My colleague Peder Batalden has raised an interesting question regarding the 9th Circuit's recent order in Southern Union v. Irvin. (See our recent post about that case here.) Peder notes that the 9th Circuit, after determining that any punitive damages award above $1.2 million would violate due process, remanded the case to the district court to give the plaintiff the option of accepting that amount or opting instead for a new trial.

The 9th Circuit's approach is inconsistent with the 11th Circuit's holding (followed in California) that plaintiffs have no right to a new trial when a court reduces a punitive damages award to the constitutional maximum:

Giving a plaintiff the option of a new trial rather than accepting the constitutional maximum for this case would be of no value. If, on a new trial, the plaintiff was awarded punitive damages less than the constitutional maximum, he would have lost. If the plaintiff obtained more than the constitutional maximum, the award could not be sustained. Thus, a new trial provides only a "heads the defendant wins; tails the plaintiff loses" option.
(Johansen v. Combustion Engineering (11th Cir. 1999) 170 F.3d 1320, 1332, fn. 19; see also Simon v. San Paolo U.S. Holding Co., Inc. (2005) 35 Cal.4th 1159, 1187-1188 [following Johansen].)
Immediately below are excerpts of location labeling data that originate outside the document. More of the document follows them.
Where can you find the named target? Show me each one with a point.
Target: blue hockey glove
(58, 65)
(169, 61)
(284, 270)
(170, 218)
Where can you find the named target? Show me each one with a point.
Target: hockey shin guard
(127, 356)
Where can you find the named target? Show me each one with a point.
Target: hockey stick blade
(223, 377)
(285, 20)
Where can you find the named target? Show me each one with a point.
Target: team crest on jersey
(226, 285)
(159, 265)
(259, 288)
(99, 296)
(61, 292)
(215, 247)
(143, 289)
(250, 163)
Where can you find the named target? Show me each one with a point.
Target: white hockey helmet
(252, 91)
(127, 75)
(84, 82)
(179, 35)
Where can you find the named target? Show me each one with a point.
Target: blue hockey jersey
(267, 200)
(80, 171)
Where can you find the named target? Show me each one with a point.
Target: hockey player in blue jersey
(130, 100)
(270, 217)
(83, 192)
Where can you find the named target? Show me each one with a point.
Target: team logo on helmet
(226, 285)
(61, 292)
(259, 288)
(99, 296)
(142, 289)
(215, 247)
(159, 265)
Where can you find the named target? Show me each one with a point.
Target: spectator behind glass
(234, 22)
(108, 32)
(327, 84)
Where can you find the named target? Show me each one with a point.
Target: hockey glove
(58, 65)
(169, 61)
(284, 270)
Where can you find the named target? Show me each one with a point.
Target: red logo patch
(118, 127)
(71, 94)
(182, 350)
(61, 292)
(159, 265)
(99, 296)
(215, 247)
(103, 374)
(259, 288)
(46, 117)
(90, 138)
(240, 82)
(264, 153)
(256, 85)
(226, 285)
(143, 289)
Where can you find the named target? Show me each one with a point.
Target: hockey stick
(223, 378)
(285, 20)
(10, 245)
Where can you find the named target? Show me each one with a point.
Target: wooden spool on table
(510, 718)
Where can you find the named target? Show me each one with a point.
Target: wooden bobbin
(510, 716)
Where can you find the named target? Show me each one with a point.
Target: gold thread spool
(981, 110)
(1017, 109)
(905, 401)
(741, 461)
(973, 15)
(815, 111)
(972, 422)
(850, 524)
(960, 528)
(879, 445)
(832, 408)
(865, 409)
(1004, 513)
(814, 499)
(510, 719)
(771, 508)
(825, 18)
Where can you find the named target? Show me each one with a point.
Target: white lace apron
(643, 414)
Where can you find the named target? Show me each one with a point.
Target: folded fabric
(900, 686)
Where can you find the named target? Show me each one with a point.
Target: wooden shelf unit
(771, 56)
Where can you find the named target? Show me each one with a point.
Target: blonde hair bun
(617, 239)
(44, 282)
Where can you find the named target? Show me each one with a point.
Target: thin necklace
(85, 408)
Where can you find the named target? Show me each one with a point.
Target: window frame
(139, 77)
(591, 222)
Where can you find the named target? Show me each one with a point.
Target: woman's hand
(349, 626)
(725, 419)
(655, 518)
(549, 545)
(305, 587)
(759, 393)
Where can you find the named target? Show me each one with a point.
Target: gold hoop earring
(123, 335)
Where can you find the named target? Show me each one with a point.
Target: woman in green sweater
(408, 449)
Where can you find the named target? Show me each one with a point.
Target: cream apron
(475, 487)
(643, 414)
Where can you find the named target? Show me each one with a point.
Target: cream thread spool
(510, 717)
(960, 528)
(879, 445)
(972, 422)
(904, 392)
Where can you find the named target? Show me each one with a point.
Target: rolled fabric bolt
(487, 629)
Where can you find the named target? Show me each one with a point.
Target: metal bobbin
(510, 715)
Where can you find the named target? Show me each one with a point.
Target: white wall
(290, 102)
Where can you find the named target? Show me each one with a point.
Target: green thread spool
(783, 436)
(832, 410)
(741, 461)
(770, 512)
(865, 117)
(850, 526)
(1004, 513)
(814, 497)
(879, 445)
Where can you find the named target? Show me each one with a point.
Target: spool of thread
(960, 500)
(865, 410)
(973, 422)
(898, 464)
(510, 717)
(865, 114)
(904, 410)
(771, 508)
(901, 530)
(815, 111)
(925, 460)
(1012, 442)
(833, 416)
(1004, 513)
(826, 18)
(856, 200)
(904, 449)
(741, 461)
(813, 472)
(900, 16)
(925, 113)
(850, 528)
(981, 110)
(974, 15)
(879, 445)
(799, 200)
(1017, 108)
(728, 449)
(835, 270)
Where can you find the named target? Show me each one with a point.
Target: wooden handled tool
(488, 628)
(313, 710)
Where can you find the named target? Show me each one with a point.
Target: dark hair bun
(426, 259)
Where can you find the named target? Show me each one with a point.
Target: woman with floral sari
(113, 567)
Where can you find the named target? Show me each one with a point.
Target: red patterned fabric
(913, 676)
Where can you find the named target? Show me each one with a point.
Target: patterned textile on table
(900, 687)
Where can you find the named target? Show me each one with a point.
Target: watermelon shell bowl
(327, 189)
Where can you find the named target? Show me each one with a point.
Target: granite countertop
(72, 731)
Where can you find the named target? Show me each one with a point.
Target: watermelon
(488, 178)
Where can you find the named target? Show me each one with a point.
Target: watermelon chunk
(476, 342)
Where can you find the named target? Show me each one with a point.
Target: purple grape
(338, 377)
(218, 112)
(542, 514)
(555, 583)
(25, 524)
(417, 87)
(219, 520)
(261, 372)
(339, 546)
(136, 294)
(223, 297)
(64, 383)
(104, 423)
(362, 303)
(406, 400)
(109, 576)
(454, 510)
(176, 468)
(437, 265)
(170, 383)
Peder asks whether the 9th Circuit's order in Southern Union (which did not cite Johansen or otherwise indicate that the court considered an alternate disposition) is consistent with the 9th Circuit's approach in other punitive damages cases, and if so, is there now a circuit split between the 9th Circuit and the 11th Circuit on this issue?

I took a look at the 9th Circuit's recent punitive damages and I found that the court has been inconsistent in its approach.

The court tackled this issue head-on back in 2002, when it decided Leatherman Tool Group, Inc. v. Cooper Industries, Inc. (9th Cir. 2002) 285 F.3d 1146, on remand from the Supreme Court. At that time, the 9th Circuit expressly followed the Johansen approach:
Absent clear authority or even argument from the parties to the contrary, we see no reason to disagree with the Eleventh Circuit's opinion in Johansen [citation], that an appellate court need not remand for a new trial in every case in which it finds that a punitive damages award exceeds the constitutional maximum. That conclusion usually follows from the fact that a plaintiff would not be entitled to any greater award on remand and therefore cannot be aggrieved.
Three years later, the court took the opposite approach in Planned Parenthood of Columbia/Willamette Inc. v. American Coalition of Life Activists (9th Cir. 2005) 422 F.3d 949. The court ordered a remittitur of the punitive damages to a nine-to-one ratio and gave the plaintiff the option of accepting the remittitur or opting for a new trial, without addressing Johansen or explaining why the court was departing from its earlier decision in Cooper.

The following year, the court changed its approach yet again, when it issued its third opinion in the Exxon Valdez litigation. In that opinion, the 9th Circuit ordered a reduction of the punitive damages to $2.5 billion without giving the plaintiff the option of a new trial. (See 472 F.3d 600.)

So it appears that there is not only a split within the 9th Circuit on this issue, but also a split between the 9th Circuit and 11th Circuit, at least to the extent that Southern Union and Planned Parenthood represent the law of the 9th Circuit.

In light of the conflicting opinions from prior panels, the panel in Southern Union probably should have called for en banc review. (See Atonio v. Wards Cove Packing Co., Inc. (9th Cir. 1987) 810 F.2d 1477, 1478-79 (en banc).) By failing to call for en banc review, the panel appears to have violated the en banc court's command in Atonio, but this panel was certainly not alone in doing so.